On a fait déjà quelques bonnes lois, mais il en reste pas mal à faire, pour protéger le travail et les petits ; elles se feront sans doute, mais il faudrait se presser, ceux qui souffrent sont impatients, ça se comprend. Une des premières que je voudrais voir mettre sur le chantier, c’est celle qui, à l’avenir, soustrairait à l’hypothèque la maison du paysan. Il faudrait que cette maison, le jardin et un morceau d’enclos, ayant été constitués insaisissables, fussent toujours francs et libres ; que le propriétaire ne pût emprunter dessus, et par ainsi qu’un créancier ne pût les faire vendre pour dettes. De cette manière, la famille, les petits droles auraient toujours un abri. Nos hommes sont tellement vaillants, qu’avec cette loi, solidement plantés sur leur peu de terre, comme nos chênes, ceux qui auraient été malheureux se relèveraient. Comme ça, on ne verrait pas des troupes de pauvres gens qui ne demandent qu’à travailler, jetés hors de chez eux, prendre le bissac et se disperser de çà, de là, et souventes fois mal tourner par suite de la misère.

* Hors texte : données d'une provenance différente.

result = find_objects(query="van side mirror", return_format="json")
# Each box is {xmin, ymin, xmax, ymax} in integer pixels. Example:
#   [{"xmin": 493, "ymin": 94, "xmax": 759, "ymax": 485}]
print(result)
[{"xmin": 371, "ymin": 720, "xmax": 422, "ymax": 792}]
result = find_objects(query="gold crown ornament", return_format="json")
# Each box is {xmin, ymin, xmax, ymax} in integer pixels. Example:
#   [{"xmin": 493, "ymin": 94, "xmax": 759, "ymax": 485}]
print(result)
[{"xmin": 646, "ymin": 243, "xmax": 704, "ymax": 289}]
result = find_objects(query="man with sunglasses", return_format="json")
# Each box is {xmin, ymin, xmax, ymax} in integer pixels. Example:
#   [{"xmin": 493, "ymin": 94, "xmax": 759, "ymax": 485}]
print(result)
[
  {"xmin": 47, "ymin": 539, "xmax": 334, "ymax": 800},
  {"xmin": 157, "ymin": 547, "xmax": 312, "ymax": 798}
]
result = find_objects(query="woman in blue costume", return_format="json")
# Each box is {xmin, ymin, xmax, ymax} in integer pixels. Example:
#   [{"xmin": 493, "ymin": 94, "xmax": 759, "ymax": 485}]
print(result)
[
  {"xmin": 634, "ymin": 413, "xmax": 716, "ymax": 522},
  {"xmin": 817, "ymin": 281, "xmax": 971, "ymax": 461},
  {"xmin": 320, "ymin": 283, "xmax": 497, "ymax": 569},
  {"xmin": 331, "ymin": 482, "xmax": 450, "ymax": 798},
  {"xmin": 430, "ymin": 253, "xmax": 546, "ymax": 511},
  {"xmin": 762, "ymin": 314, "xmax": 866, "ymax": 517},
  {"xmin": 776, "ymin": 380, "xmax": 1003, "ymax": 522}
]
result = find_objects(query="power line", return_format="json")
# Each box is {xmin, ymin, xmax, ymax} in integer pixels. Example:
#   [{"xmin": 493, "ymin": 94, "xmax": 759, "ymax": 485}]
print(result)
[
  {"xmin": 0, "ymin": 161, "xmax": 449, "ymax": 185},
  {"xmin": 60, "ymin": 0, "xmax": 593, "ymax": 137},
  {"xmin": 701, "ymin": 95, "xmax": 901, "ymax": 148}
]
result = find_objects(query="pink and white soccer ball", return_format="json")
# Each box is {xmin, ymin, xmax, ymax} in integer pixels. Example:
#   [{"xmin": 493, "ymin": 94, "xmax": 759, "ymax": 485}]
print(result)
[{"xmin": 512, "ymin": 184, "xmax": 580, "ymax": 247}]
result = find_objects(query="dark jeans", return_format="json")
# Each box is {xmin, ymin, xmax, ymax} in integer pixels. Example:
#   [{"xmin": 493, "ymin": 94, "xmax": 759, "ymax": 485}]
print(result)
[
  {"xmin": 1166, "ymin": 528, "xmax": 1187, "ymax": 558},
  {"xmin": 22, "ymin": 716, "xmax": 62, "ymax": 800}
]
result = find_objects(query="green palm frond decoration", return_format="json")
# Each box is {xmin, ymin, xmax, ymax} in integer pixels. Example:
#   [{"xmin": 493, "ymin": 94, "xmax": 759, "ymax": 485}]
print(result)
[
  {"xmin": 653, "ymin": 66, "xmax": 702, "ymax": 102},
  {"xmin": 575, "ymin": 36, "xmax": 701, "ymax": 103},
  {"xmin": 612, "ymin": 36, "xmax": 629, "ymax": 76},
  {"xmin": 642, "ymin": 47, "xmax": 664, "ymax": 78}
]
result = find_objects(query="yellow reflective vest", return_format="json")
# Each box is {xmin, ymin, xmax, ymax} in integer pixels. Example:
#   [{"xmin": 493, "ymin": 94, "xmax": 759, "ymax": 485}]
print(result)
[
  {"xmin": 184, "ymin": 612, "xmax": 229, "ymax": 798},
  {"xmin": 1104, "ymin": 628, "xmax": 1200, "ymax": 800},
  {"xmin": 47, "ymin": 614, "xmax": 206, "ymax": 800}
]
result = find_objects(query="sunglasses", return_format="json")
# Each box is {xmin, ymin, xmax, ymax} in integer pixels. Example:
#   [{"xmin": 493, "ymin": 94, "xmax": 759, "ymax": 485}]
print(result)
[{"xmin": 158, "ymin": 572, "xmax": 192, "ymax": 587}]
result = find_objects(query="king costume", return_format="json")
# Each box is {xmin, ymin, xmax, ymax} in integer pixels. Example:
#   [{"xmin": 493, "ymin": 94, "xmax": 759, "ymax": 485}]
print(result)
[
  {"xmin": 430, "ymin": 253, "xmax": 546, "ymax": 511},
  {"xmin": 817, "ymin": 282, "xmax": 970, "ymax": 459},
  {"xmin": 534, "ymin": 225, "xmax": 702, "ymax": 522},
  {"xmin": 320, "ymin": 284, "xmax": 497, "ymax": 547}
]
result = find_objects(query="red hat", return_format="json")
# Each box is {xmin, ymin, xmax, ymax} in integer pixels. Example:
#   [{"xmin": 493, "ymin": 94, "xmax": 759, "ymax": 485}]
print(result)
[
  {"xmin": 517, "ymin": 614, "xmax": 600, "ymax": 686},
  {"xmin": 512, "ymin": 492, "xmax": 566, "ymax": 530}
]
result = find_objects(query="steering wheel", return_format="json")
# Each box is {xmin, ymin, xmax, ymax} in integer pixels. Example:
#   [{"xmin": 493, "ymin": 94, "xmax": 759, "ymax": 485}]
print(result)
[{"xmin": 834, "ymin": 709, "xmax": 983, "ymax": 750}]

Mon gendre m’a dit avoir vu dans le journal, il y a quelque temps, qu’une loi dans ce genre existe en Amérique, et qu’un député de la Seine, avocat distingué, en avait proposé une semblable à la Chambre. Ça me fait plaisir de me rencontrer, moi pauvre meunier, avec un monsieur aussi haut placé ; et ça me console un peu de ce que quelques amis se sont tout doucettement gaussés de moi à cette occasion.